和樹は周りを見回し、今この場にいるのは久家と自分だけであることを確認すると、おずおずと切り出した。「塩谷くん、久家先生の目から見てどうですか。そんなに、目立ちますか。」
「それは、都倉先生と接する時の態度についてのご質問ですよね?」
「……はい。」
「そうですね。森川先生が気が付くぐらいですから、彼が都倉先生に懐いているのは誰の目にも明らかではあります。でも、お気に入りの先生にまとわりつく生徒は別に珍しくありませんよ。」
「でも、男子では珍しいって、森川先生が。」
「そんなことないですよ。森川先生、塩谷くんが入塾するかしないかって時、説明会や体験授業を担当してましたからね、自分が引き入れた生徒って意識が強いんですよ。それなのに自分より都倉先生に懐くのが面白くないんだと思います。取られちゃったみたいで。」
「そんな、取るなんて……。」
「塾講師だって人気商売ですから、そんな気持ちになることもあるんですよ。ま、そんなに気にすることないです。……ああ、でも、そうだなあ、森川くんは気にしなくていいけど、塩谷くんのほうはね。都倉先生が引っ掛かりを感じるのなら、少し、気を付けてあげたほうがいいかもしれないな。」
「気を付ける?」
「大人として、やっぱり、線を引いてあげないと。あくまでも先生と生徒なんだっていうね。」
「それは具体的にはどうしたら……?」
「まずは徹底して個人的な話はしないことです。直接の連絡先を教えるのは論外。早坂がこの点に厳しいのは、そういう問題も起こりうるからです。」
「そう、ですか。」もう既に涼矢と連絡を取り合っている明生に、今更個人的な話をしないというわけにはいかないだろう。

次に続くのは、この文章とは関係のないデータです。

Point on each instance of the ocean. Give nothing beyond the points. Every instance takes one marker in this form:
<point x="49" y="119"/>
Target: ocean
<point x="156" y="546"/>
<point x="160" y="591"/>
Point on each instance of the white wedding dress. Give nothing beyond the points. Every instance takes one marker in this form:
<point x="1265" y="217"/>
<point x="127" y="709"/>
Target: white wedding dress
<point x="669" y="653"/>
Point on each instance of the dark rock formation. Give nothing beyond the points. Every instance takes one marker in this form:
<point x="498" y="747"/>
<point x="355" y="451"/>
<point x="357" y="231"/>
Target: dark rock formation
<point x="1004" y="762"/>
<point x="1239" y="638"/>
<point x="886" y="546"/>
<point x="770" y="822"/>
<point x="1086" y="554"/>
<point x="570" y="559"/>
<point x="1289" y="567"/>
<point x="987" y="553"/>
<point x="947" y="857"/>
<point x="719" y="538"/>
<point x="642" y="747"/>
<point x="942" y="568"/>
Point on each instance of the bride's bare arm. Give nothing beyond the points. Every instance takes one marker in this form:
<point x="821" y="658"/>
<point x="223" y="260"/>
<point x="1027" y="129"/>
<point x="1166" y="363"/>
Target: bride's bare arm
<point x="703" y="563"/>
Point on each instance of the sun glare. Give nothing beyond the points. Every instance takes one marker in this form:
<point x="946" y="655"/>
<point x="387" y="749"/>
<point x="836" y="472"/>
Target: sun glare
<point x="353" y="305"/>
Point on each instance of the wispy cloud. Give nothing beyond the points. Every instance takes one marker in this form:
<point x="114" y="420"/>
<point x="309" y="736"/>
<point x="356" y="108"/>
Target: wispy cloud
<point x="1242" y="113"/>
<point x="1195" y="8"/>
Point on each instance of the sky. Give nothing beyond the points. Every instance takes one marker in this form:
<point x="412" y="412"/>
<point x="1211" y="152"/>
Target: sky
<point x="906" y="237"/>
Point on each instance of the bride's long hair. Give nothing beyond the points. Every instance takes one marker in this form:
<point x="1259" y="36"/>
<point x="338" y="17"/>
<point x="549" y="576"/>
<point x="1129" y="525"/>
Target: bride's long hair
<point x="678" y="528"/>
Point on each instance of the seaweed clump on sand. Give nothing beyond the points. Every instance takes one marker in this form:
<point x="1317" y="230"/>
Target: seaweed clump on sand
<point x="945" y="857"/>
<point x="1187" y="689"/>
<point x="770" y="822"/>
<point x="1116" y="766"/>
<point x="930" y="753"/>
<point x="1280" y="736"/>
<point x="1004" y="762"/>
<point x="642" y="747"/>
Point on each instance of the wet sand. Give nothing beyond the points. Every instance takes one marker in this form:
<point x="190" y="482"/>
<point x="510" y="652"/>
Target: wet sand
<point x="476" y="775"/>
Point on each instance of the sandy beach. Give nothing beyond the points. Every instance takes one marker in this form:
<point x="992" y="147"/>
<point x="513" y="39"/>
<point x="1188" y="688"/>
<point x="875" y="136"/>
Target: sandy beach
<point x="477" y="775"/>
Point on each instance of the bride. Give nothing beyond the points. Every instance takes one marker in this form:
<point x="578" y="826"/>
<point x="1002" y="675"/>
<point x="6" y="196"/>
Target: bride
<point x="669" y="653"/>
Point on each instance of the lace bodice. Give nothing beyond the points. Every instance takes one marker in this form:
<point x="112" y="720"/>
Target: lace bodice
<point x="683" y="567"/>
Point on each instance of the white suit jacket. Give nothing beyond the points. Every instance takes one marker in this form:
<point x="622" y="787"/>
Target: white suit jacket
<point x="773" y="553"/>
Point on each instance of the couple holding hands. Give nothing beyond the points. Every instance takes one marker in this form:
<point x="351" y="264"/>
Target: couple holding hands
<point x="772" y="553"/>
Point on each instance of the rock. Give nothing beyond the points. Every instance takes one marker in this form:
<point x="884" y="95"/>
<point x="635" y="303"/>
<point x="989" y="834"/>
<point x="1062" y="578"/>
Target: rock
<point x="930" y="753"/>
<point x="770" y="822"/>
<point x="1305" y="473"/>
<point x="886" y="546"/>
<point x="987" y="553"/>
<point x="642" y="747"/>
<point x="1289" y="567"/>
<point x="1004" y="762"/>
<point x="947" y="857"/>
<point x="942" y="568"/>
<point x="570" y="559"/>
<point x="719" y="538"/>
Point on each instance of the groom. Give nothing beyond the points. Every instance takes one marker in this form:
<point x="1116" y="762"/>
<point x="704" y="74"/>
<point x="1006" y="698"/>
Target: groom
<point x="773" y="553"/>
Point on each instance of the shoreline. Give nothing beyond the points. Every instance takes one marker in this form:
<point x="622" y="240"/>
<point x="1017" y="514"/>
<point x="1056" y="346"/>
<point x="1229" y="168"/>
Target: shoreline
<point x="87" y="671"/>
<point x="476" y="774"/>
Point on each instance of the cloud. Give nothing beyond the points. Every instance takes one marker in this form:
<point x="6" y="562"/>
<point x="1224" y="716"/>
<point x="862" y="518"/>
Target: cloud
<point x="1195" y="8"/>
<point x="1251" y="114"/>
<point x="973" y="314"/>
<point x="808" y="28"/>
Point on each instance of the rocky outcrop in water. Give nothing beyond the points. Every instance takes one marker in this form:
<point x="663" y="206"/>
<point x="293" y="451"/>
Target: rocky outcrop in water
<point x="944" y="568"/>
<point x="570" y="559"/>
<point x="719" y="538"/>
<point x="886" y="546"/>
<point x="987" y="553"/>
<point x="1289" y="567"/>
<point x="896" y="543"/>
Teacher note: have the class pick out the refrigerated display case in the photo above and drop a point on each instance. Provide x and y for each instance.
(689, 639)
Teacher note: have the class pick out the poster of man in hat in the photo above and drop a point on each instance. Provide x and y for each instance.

浮かない顔の和樹を見て、久家が続けた。「もしくは逆に、彼にだけ本当のことを伝えるという方法もあります。君が特別な生徒だから特別に教えるけど恋人がいるんだ、って。友達や恋人にはなれなくても特別な存在だと伝えることで、満足して落ち着くこともあります。もっとも、この方法は特別扱いを勘違いしてしまう恐れもあるし、何かのはずみで裏切られたと感じた途端に、その秘密を暴露されてしまうかもしれない。そんな諸刃の剣ですからお勧めはしません。……結局は、今まで通り、余計なことはせずに淡々と接するのがいいと思います。」
「はい。」
そう答えながらも、和樹は迷っていた。今の明生は、少し前のような、あからさまな態度は取ってこない。だから、彼の恋心は一過性のもので、もうその熱は落ち着いたのだとばかり思っていた。けれど、今日もこうして森川に指摘され、久家も明生の好意については否定しなかったところを見ると、傍から見れば「都倉先生大好き」な明生の態度に変化はないということなのだろうか。自分が明生のそういう態度に慣れてしまっただけで、何も解決していなかったのだろうか。